HMINEWS – “Statemen WaKa Komnas Perlindungan Perempuan dan Anak (KPPA), Masruchah yang menyamakan keputusan pengadilan membebaskan Anand Krishna sebagai contoh kasus “kekerasan terhadap perempuan”, bukan saja keliru secara substansial, tetapi juga ngawur dan bodoh.” Begitulah pendapat AS Hikam dalam blog pribadinya pada Selasa (29/11) (Sumber: http://www.mashikam.com/2011/11/masruchah-harus-minta-maaf-kepada-anand.html?spref=fb).

Lebih lanjut Menristek pada Era Gus Dur tersebut menambahkan, “Terus terang saya belum kenal secara pribadi dengan Masruchah, juga tidak tahu sampai dimana pemahaman dan kemampuannya dalam membela hak-hak asasi kaum perempuan. Tetapi dari sinyalemen bodoh itu saja saya sudah bisa mengambil kesimpulan bahwa dia tidak tepat dan tidak layak menjadi pimpinan KPPA.”AS Hikam juga berpendapat bahwa kasus fitnah terhadap Anand Krishna (AK) ini justru melecehkan gerakan kaum perempuan. Kenapa? karena para pemfitnah itu telah memanipulasi kelemahan dan ketakberdayaan kaum perempuan untuk kepentingan mereka. Justru KPPA mestinya berterimakasih kepada Pengadilan karena telah membebaskan korban fitnah dan sekaligus menjadikan kasus tersebut sebagai “lesson learned” agar kaum perempuan tidak selalu dikibuli oleh para tukang fitnah.

“Bagi saya, perjuangan kaum perempuan dan anak-anak untuk mendapatkan hak-hak asasi mereka sangatlah penting dan untuk itu perlu dipimpin oleh mereka yang paham soal perjuangan kaum perempuan.
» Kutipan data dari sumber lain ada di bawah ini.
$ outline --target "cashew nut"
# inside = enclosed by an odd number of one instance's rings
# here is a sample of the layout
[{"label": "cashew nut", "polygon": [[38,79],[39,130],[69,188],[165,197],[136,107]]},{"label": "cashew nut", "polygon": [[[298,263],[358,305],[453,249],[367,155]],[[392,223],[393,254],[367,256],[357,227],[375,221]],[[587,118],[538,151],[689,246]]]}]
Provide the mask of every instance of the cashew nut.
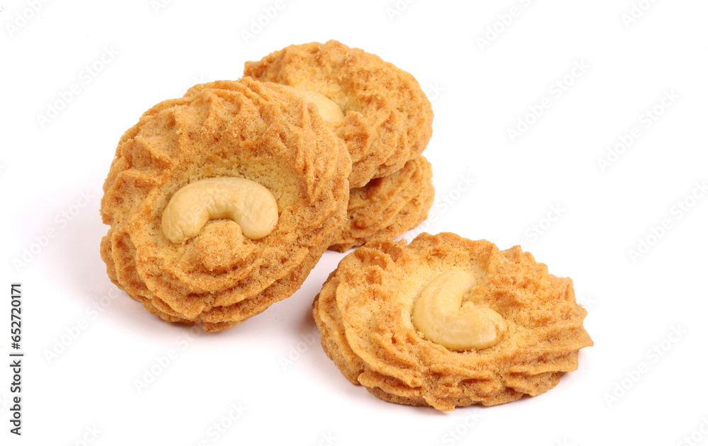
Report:
[{"label": "cashew nut", "polygon": [[327,124],[336,124],[344,119],[344,113],[342,112],[342,109],[327,96],[320,94],[316,91],[312,91],[312,90],[296,88],[289,85],[284,86],[304,99],[305,102],[314,104],[317,107],[319,115],[322,117],[322,119]]},{"label": "cashew nut", "polygon": [[270,190],[251,180],[199,180],[172,195],[162,213],[162,232],[170,241],[182,243],[199,234],[208,220],[219,218],[236,222],[249,239],[263,239],[278,223],[278,202]]},{"label": "cashew nut", "polygon": [[461,309],[462,298],[474,285],[465,271],[450,271],[428,283],[413,309],[413,324],[426,338],[450,350],[486,348],[501,339],[506,322],[489,308]]}]

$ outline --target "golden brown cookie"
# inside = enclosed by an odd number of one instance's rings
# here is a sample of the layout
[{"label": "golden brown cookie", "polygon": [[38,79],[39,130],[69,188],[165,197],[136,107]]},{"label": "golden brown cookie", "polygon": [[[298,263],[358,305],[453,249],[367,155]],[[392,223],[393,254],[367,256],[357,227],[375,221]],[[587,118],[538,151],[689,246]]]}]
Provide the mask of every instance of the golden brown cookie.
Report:
[{"label": "golden brown cookie", "polygon": [[118,143],[101,200],[108,275],[166,321],[229,328],[299,287],[344,221],[350,169],[286,88],[195,86]]},{"label": "golden brown cookie", "polygon": [[359,248],[313,307],[325,352],[351,382],[446,411],[544,392],[593,345],[570,279],[518,246],[450,233]]},{"label": "golden brown cookie", "polygon": [[433,108],[413,76],[336,40],[286,47],[246,62],[244,74],[314,91],[336,104],[343,117],[331,125],[351,154],[352,188],[402,168],[433,132]]},{"label": "golden brown cookie", "polygon": [[422,155],[397,172],[352,189],[346,222],[329,248],[344,252],[397,237],[428,217],[434,195],[433,170]]}]

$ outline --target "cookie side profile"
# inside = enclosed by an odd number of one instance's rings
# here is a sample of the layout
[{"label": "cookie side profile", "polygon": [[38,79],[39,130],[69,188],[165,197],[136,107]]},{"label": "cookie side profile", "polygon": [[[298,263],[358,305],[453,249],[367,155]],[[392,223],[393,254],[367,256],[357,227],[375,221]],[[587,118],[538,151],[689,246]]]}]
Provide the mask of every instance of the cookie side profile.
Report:
[{"label": "cookie side profile", "polygon": [[434,197],[433,170],[422,155],[400,171],[352,189],[346,222],[329,249],[344,252],[397,237],[428,217]]},{"label": "cookie side profile", "polygon": [[[391,175],[421,154],[433,132],[433,108],[410,74],[336,40],[293,45],[245,64],[244,75],[333,102],[330,125],[352,157],[352,188]],[[324,111],[324,110],[323,110]]]},{"label": "cookie side profile", "polygon": [[166,321],[231,328],[299,287],[344,221],[350,169],[282,86],[195,86],[118,143],[101,200],[108,275]]},{"label": "cookie side profile", "polygon": [[593,345],[572,282],[519,246],[450,233],[347,255],[313,303],[345,377],[385,401],[451,411],[535,396]]}]

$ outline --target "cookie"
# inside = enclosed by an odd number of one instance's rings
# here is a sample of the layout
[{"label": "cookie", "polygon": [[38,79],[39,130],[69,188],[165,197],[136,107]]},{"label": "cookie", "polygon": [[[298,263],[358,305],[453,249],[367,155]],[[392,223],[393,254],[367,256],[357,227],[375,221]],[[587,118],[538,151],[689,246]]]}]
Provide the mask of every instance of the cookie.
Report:
[{"label": "cookie", "polygon": [[350,171],[342,141],[287,88],[195,86],[120,139],[101,258],[151,313],[229,328],[299,287],[344,222]]},{"label": "cookie", "polygon": [[422,155],[397,172],[352,189],[347,220],[329,248],[344,252],[401,235],[428,217],[434,195],[433,170]]},{"label": "cookie", "polygon": [[402,168],[433,132],[433,108],[413,76],[336,40],[286,47],[246,62],[244,74],[291,86],[341,110],[329,120],[351,154],[352,188]]},{"label": "cookie", "polygon": [[349,253],[315,298],[324,351],[385,401],[451,411],[546,391],[593,345],[572,281],[450,233]]}]

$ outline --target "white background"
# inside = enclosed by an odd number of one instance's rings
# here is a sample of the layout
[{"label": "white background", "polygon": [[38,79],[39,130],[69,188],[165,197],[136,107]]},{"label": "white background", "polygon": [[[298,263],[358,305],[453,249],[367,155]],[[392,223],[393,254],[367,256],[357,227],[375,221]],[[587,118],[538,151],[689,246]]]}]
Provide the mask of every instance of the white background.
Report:
[{"label": "white background", "polygon": [[[697,0],[2,1],[0,364],[13,282],[25,356],[21,438],[0,367],[0,442],[708,444],[707,13]],[[195,83],[330,38],[429,96],[422,229],[523,244],[573,279],[595,345],[554,389],[442,413],[352,385],[310,314],[336,253],[217,334],[163,322],[108,280],[98,208],[122,132]]]}]

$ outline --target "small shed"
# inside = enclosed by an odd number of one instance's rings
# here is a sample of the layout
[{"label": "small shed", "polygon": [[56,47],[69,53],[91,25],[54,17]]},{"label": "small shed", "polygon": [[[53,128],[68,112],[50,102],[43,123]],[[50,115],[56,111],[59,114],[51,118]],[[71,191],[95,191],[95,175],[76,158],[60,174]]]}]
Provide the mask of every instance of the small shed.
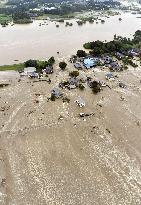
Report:
[{"label": "small shed", "polygon": [[109,81],[115,80],[115,78],[114,78],[114,76],[113,76],[112,73],[107,73],[105,77],[106,77],[106,79],[109,80]]},{"label": "small shed", "polygon": [[45,69],[43,69],[43,73],[52,74],[53,73],[53,67],[52,66],[47,66]]},{"label": "small shed", "polygon": [[81,97],[78,97],[76,100],[75,100],[76,104],[79,106],[79,107],[85,107],[86,103],[85,101],[81,98]]},{"label": "small shed", "polygon": [[36,72],[36,68],[35,67],[27,67],[27,68],[24,68],[24,73],[29,75],[31,73],[34,73]]}]

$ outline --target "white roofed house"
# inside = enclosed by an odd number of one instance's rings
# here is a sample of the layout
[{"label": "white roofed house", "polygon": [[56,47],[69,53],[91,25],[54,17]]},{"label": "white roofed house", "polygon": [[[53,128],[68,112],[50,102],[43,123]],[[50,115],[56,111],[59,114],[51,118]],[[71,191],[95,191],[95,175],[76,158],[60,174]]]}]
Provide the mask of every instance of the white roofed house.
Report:
[{"label": "white roofed house", "polygon": [[36,68],[35,67],[27,67],[27,68],[24,68],[24,73],[25,74],[31,74],[33,72],[36,72]]},{"label": "white roofed house", "polygon": [[23,74],[27,75],[29,78],[37,78],[39,76],[38,73],[36,73],[35,67],[24,68]]},{"label": "white roofed house", "polygon": [[55,96],[56,98],[61,98],[63,96],[63,94],[61,93],[61,91],[58,88],[53,88],[51,90],[51,94],[53,96]]},{"label": "white roofed house", "polygon": [[85,101],[80,96],[75,100],[75,102],[79,107],[85,107],[86,105]]}]

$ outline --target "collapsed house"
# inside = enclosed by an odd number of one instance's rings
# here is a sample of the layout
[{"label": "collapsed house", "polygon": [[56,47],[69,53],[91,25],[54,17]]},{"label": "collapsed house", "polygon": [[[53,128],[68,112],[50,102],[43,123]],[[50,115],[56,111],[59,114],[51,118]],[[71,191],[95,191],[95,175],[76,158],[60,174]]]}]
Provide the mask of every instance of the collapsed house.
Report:
[{"label": "collapsed house", "polygon": [[75,100],[75,103],[81,108],[86,105],[85,101],[80,96]]},{"label": "collapsed house", "polygon": [[94,58],[85,58],[83,61],[83,65],[86,69],[93,68],[97,65],[97,59]]},{"label": "collapsed house", "polygon": [[43,69],[43,74],[52,74],[53,73],[53,67],[47,66],[45,69]]},{"label": "collapsed house", "polygon": [[63,94],[60,92],[60,90],[58,88],[53,88],[51,90],[51,95],[53,95],[56,98],[61,98],[63,97]]}]

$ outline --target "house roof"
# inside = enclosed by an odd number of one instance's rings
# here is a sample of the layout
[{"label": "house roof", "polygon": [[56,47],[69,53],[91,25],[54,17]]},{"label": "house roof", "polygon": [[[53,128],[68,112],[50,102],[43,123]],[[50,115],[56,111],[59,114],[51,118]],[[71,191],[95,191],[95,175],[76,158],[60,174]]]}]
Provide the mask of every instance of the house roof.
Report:
[{"label": "house roof", "polygon": [[107,78],[114,78],[114,76],[113,76],[112,73],[107,73],[107,74],[106,74],[106,77],[107,77]]},{"label": "house roof", "polygon": [[27,67],[27,68],[24,68],[24,72],[25,73],[36,72],[36,68],[35,67]]},{"label": "house roof", "polygon": [[84,59],[84,66],[86,68],[91,68],[96,65],[96,61],[93,58],[85,58]]},{"label": "house roof", "polygon": [[85,106],[85,101],[80,96],[76,99],[76,102]]},{"label": "house roof", "polygon": [[56,97],[61,97],[61,96],[62,96],[62,93],[60,92],[60,90],[59,90],[58,88],[53,88],[53,89],[51,90],[51,93],[52,93],[53,95],[55,95]]},{"label": "house roof", "polygon": [[74,63],[74,67],[75,67],[75,68],[82,68],[82,66],[81,66],[80,63]]}]

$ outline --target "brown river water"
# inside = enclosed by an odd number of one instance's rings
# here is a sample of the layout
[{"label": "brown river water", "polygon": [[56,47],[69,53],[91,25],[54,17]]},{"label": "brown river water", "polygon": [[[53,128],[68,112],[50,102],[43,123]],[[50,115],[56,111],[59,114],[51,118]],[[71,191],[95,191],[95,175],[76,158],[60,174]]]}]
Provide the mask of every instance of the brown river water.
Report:
[{"label": "brown river water", "polygon": [[[125,13],[120,16],[105,18],[105,23],[86,23],[78,26],[76,20],[72,27],[60,23],[56,28],[55,22],[39,26],[42,21],[34,21],[29,25],[14,25],[0,27],[0,65],[23,62],[27,59],[46,59],[50,56],[59,57],[75,54],[83,43],[93,40],[112,40],[114,34],[132,37],[137,29],[141,29],[139,15]],[[119,22],[119,17],[123,20]],[[42,22],[43,23],[43,22]]]}]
Bukan dipimpin para politisi yang berkedok sebagai aktifis perempuan saja. Sayang sekali KPPA bukannya menjadi corong dan garda depan bagi kaum perempuan yang tertindas dan dimanipulasi oleh kekuatan besar di negeri ini, tetapi justru menjadi bagian dari masalah,” tandasnya.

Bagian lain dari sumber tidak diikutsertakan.